Foam while maintaining at ℃. If the temperature of the mold exceeds approximately 45°C, only molded products with voids will be obtained. On the other hand, temperatures below 10°C are excellent in terms of voids and thermal conductivity, but the density distribution becomes uneven, unfilled areas occur in the mold, and the curing speed of the molded product is slow. Therefore, demolding time becomes long, which is disadvantageous for industrial production. According to the present invention, a hard urethane foam molded article with a skin having low thermal conductivity, a good appearance, and a uniform density distribution can be easily obtained, and therefore it is an industrially extremely advantageous method. The present invention will be explained in more detail with reference to Examples below. Example 1 Component A crude MDI (Millionate MR-200 manufactured by Nippon Polyurethane Co., Ltd.) 100 parts B component Γ polyether polyol 1 (aromatic diamine/
Propylene oxide/ethylene oxide hydroxyl value 400mgKOH/g) 35 parts Γ polyether polyol 2 (aromatic diamine/
Propylene oxide/ethylene oxide (hydroxyl value: 490mgKOH/g) 35 parts Γ polyester polyol (adipic acid, trimethylolpropane, diethylene glycol (hydroxyl value: 400mgKOH/g)) 17 parts Blowing agent trichloromorphoromethane (Showa Denko Frontier 11) 30 parts catalyst 1,4-diazabicyclo(2,2,2)octane
0.7 parts Foam stabilizer Polysiloxane polyoxyalkylene glycol polymer (Shin-Etsu Chemical Co., Ltd. Foam stabilizer F-318) 1.5 parts A and B components were mixed in a high-pressure foaming machine (PU-50;
The solution was charged into two tanks (manufactured by Polyurethane Engineering Co., Ltd.), and the temperature of each solution was adjusted to 20°C. The injection head of the foaming machine was directly connected to the lower mold as shown in FIG. 1, and then the upper and lower molds were closed and the temperature of the mold was adjusted as shown in Table 1 by circulating water whose temperature had been adjusted in advance. Next, the valve directly connecting the vacuum buffer tank and the mold was opened, and the pressure inside the mold was adjusted to a constant pressure as shown in Table 1. After the pressure in the mold reaches the target value, activate the high-pressure foaming machine, mix the A component/B component at a ratio of 120 parts/100 parts, and fill the stock solution in the mold with a pack rate of about 150 to 450%. Injected and foamed. After curing, the mold was opened to obtain a molded product.

【table】

[Table] Example 2 Molded products were obtained using the same stock solution, mold, and operating conditions as in Example 1, with a mold temperature of 20° C. and a mold pressure of 760 and 260 mmHg, with different pack rates. The results of the molded products obtained are shown in Table 2.

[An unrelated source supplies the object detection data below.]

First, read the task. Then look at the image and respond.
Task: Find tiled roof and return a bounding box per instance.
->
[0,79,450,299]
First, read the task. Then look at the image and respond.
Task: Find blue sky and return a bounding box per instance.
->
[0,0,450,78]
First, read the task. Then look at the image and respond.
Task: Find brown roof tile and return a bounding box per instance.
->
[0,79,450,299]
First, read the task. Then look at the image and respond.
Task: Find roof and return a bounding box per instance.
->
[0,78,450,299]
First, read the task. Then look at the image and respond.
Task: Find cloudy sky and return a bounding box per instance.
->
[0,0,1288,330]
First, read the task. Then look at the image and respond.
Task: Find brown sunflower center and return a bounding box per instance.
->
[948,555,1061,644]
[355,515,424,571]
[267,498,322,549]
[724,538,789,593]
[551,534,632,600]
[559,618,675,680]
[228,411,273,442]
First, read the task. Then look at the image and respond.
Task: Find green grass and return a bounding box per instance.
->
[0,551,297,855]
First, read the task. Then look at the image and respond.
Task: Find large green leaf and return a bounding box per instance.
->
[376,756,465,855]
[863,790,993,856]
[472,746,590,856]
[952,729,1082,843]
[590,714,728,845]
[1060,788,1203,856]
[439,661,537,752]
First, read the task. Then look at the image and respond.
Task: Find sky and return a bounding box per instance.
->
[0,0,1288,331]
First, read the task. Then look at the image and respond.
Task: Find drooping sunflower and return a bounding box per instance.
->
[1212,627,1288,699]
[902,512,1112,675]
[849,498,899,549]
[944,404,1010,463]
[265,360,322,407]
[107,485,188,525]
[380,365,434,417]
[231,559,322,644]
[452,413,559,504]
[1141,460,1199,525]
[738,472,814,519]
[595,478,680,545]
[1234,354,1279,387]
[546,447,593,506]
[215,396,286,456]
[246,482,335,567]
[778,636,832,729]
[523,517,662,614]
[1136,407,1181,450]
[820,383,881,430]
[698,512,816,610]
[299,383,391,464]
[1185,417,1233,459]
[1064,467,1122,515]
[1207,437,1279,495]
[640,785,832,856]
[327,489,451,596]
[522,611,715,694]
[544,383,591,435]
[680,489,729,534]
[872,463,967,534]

[Table] Note: Density distribution and appearance are the same as Table 1.
Thermal conductivity unit K〓′/mh℃

[Brief explanation of drawings]

FIG. 1 is a sectional view of an example of a mold used when foaming a rigid urethane foam stock solution. 1...Injection machine, 2...Lower mold, 3...Upper mold, 4...
...Jiyun water pipe for mold temperature adjustment, 5...Vacuum damper, 6...Pressure reduction pipe, 7...Pressure adjustment valve,
8... Decompression buffer tank, 9... Type cavity, 1
0...Vacuum pump, 11...Injection film gate, 12...Vacuum fine passage within the cavity, 13
...Mold airtight packing between the upper mold, lower mold and injection head, 14...Pressure gauge.

Claims (1)

[Claims] 1. After setting the pressure inside the airtight mold to about 50 to 500 mmHg, pour the hard urethane foam stock solution into the mold so that the packing ratio is about 150 to 450%, and lower the temperature of the mold to about 10 to 45℃. A method for producing a hard urethane foam molded product with a skin, which is characterized by foaming while holding the foam.